I’ll never forget the first time I heard first-hand information about tern breeding habits. It was during a visit to Machias Seal Island near the Bay of Fundy. We had gone out with a charter company that had special permits to bring people to the protected and managed island. The trip itself was an adventure; the island has no dock, so the boat — which I remember being not much larger than a lobster boat — anchored offshore and we had to climb down a ladder into a rowboat and be ferried to the island, where we clambered out onto slippery, seaweed-covered rocks. Then, we had to walk across a narrow plank of wood that spanned a six-foot chasm between rocky ledges.

Conditions had to be just right; if the sea was too rough, there was no going ashore and birders had to be content with observing from the boat.

But I digress. As we were rowed over to the island, a wildlife biologist told us terns exhibited a high amount of “mate fidelity,” but that sometimes, “divorces” occur. That was the first time I had ever heard this term applied to birds, of any species.

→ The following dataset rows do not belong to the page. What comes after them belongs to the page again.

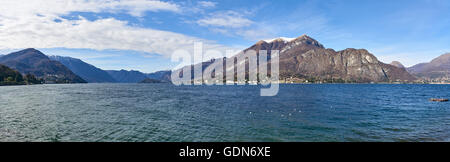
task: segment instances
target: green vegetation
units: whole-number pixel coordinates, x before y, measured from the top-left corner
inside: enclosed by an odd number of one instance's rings
[[[36,76],[31,75],[31,74],[25,75],[24,80],[25,80],[26,84],[42,84],[42,82],[43,82],[42,79],[38,79],[38,78],[36,78]]]
[[[40,84],[41,80],[34,75],[27,74],[22,76],[19,72],[10,69],[7,66],[0,65],[0,86],[4,85],[26,85],[26,84]]]

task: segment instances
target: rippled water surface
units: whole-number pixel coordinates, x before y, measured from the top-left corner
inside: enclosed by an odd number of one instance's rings
[[[0,141],[449,141],[450,85],[0,87]]]

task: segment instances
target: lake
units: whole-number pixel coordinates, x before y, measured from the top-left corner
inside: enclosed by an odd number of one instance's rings
[[[450,141],[450,85],[0,87],[0,141]]]

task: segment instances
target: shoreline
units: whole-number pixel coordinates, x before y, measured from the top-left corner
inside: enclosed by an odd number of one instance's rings
[[[35,85],[76,85],[76,84],[137,84],[137,85],[152,85],[152,84],[171,84],[171,83],[61,83],[61,84],[17,84],[17,85],[0,85],[0,87],[14,87],[14,86],[35,86]],[[274,83],[272,83],[274,84]],[[450,85],[450,83],[278,83],[279,85]],[[193,86],[197,86],[192,84]],[[202,84],[200,86],[205,86],[206,84]],[[228,84],[223,84],[224,86],[230,86]],[[262,84],[243,84],[238,85],[237,83],[231,84],[237,86],[254,86],[254,85],[262,85]],[[270,85],[270,84],[269,84]],[[189,85],[183,85],[189,86]],[[214,85],[212,85],[214,86]],[[215,85],[217,86],[217,85]]]

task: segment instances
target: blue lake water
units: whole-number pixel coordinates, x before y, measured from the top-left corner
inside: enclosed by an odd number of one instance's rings
[[[0,87],[0,141],[450,141],[450,85]]]

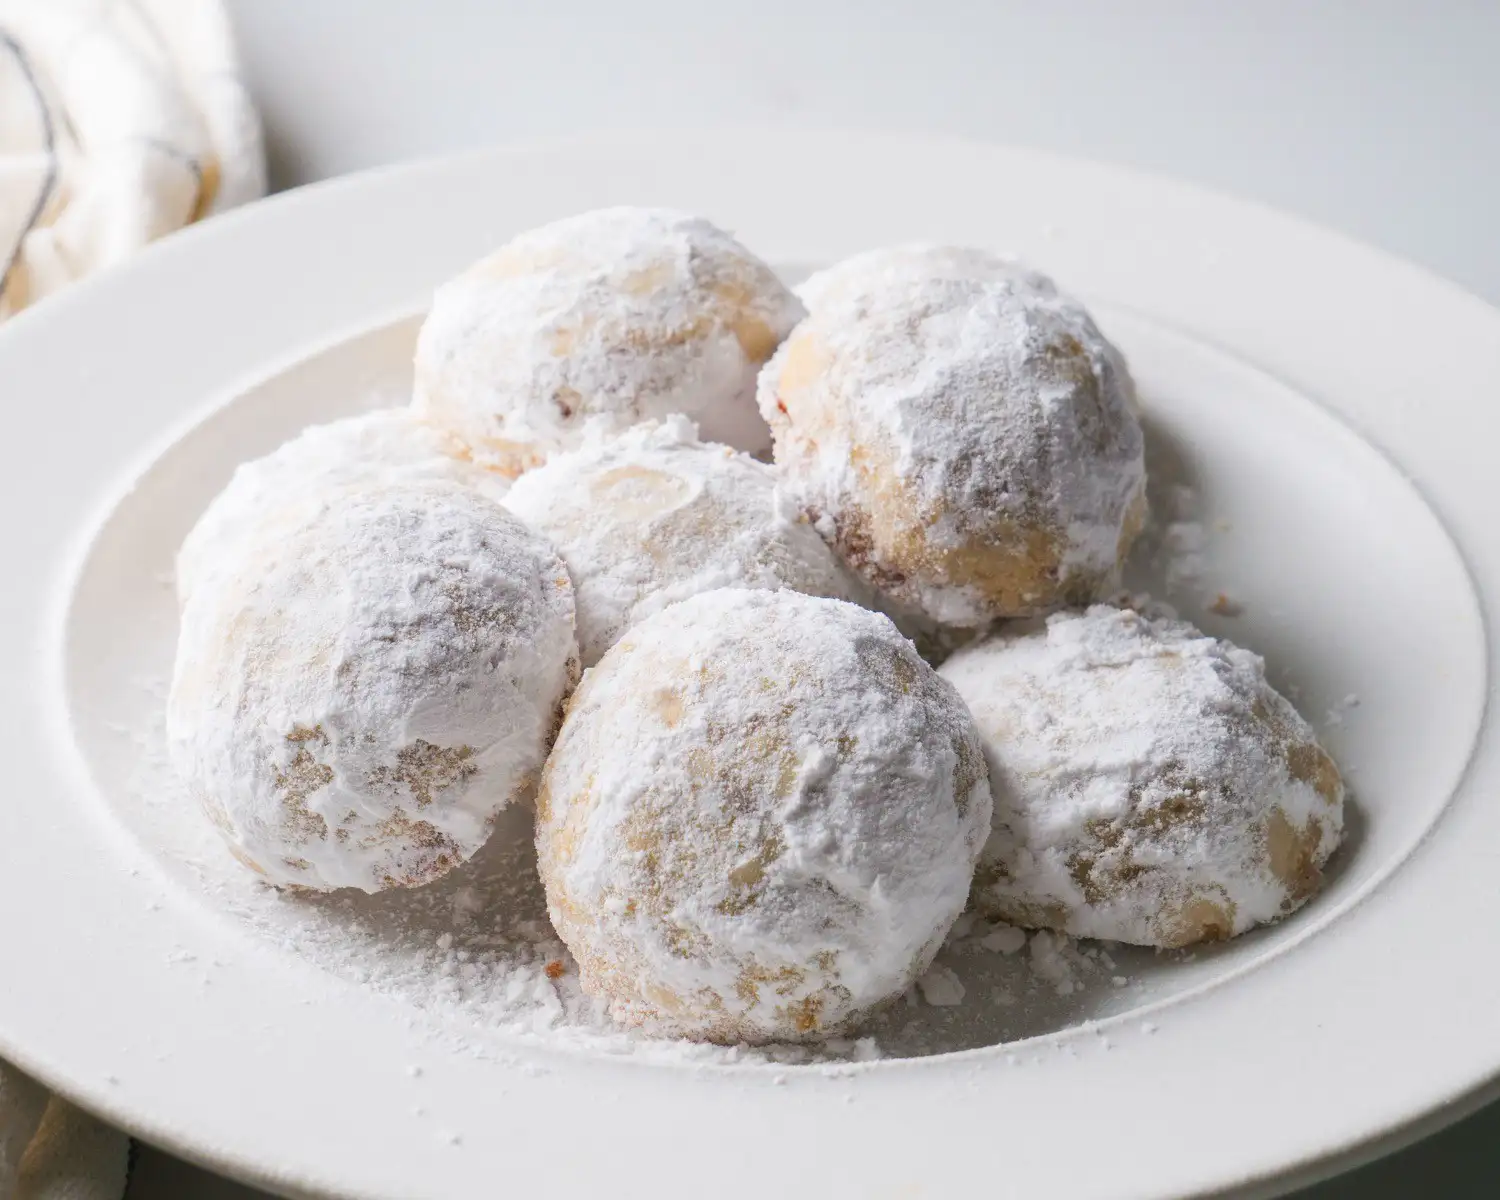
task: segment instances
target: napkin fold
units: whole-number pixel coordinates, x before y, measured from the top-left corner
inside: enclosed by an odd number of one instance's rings
[[[0,0],[0,320],[264,191],[221,0]]]
[[[221,0],[0,0],[0,321],[265,182]],[[0,1062],[0,1200],[119,1200],[129,1154]]]

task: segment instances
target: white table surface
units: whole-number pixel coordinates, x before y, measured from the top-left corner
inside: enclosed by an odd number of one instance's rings
[[[1500,304],[1494,0],[230,2],[282,187],[601,129],[930,131],[1255,197]],[[261,1193],[143,1149],[129,1195]],[[1500,1195],[1500,1108],[1305,1195]]]

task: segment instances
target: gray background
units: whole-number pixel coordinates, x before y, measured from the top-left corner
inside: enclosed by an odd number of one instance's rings
[[[231,7],[282,187],[601,129],[933,131],[1127,163],[1255,197],[1500,303],[1500,3]],[[133,1200],[256,1195],[149,1150],[130,1189]],[[1303,1195],[1500,1195],[1500,1108]]]

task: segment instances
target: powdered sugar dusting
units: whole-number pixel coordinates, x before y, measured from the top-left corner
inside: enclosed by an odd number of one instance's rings
[[[875,1014],[856,1035],[821,1044],[715,1046],[621,1029],[603,1003],[584,995],[577,964],[547,918],[529,805],[502,812],[472,859],[425,887],[375,895],[278,891],[229,856],[173,771],[162,723],[166,692],[165,679],[142,680],[142,717],[115,729],[135,762],[122,799],[132,824],[210,911],[399,1006],[438,1048],[502,1059],[513,1044],[517,1052],[546,1046],[680,1065],[837,1067],[1046,1034],[1125,1011],[1140,1002],[1136,980],[1156,966],[1154,956],[1130,947],[1101,951],[1058,936],[1075,981],[1060,997],[1025,952],[1024,931],[966,914],[937,957],[963,986],[957,1005],[930,1004],[914,987],[909,1002]],[[208,963],[164,965],[212,973]],[[1127,976],[1126,985],[1113,983]]]
[[[462,442],[409,408],[310,426],[264,458],[242,463],[214,497],[178,551],[178,601],[185,601],[216,564],[232,571],[235,548],[269,509],[292,496],[403,479],[463,484],[492,500],[504,496],[510,484],[476,466]]]
[[[1038,295],[1055,296],[1057,286],[1011,254],[975,246],[909,242],[882,246],[815,271],[795,289],[808,312],[843,304],[861,292],[882,291],[931,279],[1018,280]]]

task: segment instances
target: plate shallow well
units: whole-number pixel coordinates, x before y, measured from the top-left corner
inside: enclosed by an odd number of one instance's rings
[[[13,511],[30,481],[38,512],[3,535],[32,654],[0,693],[27,797],[0,816],[0,903],[58,897],[34,929],[0,925],[36,981],[0,996],[0,1048],[180,1152],[361,1196],[501,1170],[668,1196],[708,1171],[717,1194],[749,1194],[772,1144],[791,1194],[954,1194],[987,1176],[960,1149],[981,1144],[1021,1192],[1273,1187],[1472,1099],[1500,1067],[1500,980],[1443,931],[1500,919],[1475,878],[1500,844],[1475,794],[1496,767],[1500,547],[1472,536],[1488,482],[1473,442],[1493,421],[1468,407],[1500,382],[1500,317],[1331,235],[1122,172],[751,140],[827,186],[789,203],[713,139],[384,172],[173,239],[0,336],[0,371],[38,397],[30,452],[7,450]],[[966,186],[861,206],[898,161]],[[526,812],[414,893],[284,897],[234,864],[161,752],[182,535],[238,462],[400,402],[446,274],[618,201],[701,209],[778,263],[945,238],[1019,250],[1078,291],[1146,414],[1155,518],[1130,586],[1264,655],[1346,772],[1324,894],[1192,954],[1046,937],[1006,953],[974,929],[940,957],[943,986],[808,1055],[611,1031],[546,926]],[[311,247],[315,272],[289,273]],[[1278,286],[1294,267],[1299,286]],[[1444,335],[1440,367],[1382,336],[1398,318]],[[101,989],[119,1011],[75,1036],[68,997]],[[821,1152],[795,1135],[807,1122],[869,1155]],[[1095,1152],[1067,1154],[1068,1127]]]

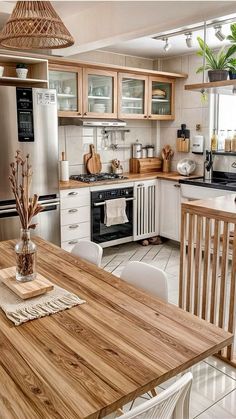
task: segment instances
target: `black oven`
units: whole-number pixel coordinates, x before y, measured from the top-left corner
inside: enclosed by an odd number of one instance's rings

Since then, I’ve realized biologists and ornithologists sometimes like to wax poetic about their subjects. Which is refreshing. At the very least, they enjoy using whimsical terms—such as “The Birds of North America” does when it describes the nest-selection process of common terns. After the male selects the territory, he will join his mate in making exploratory scrapes before settling on a nest site. This is dubbed “house-hunting.”

According to “The Birds of North America,” in the Gulf of Maine common terns lay their eggs at the end of May. Incubation may last up to 33 days; chicks fledge the nest when they near 29 days old. So it won’t be too long before the young begin to follow their parents to their feeding areas. I hope they’ll return to my cove and that I’ll have many more perfect summer days in which to observe them.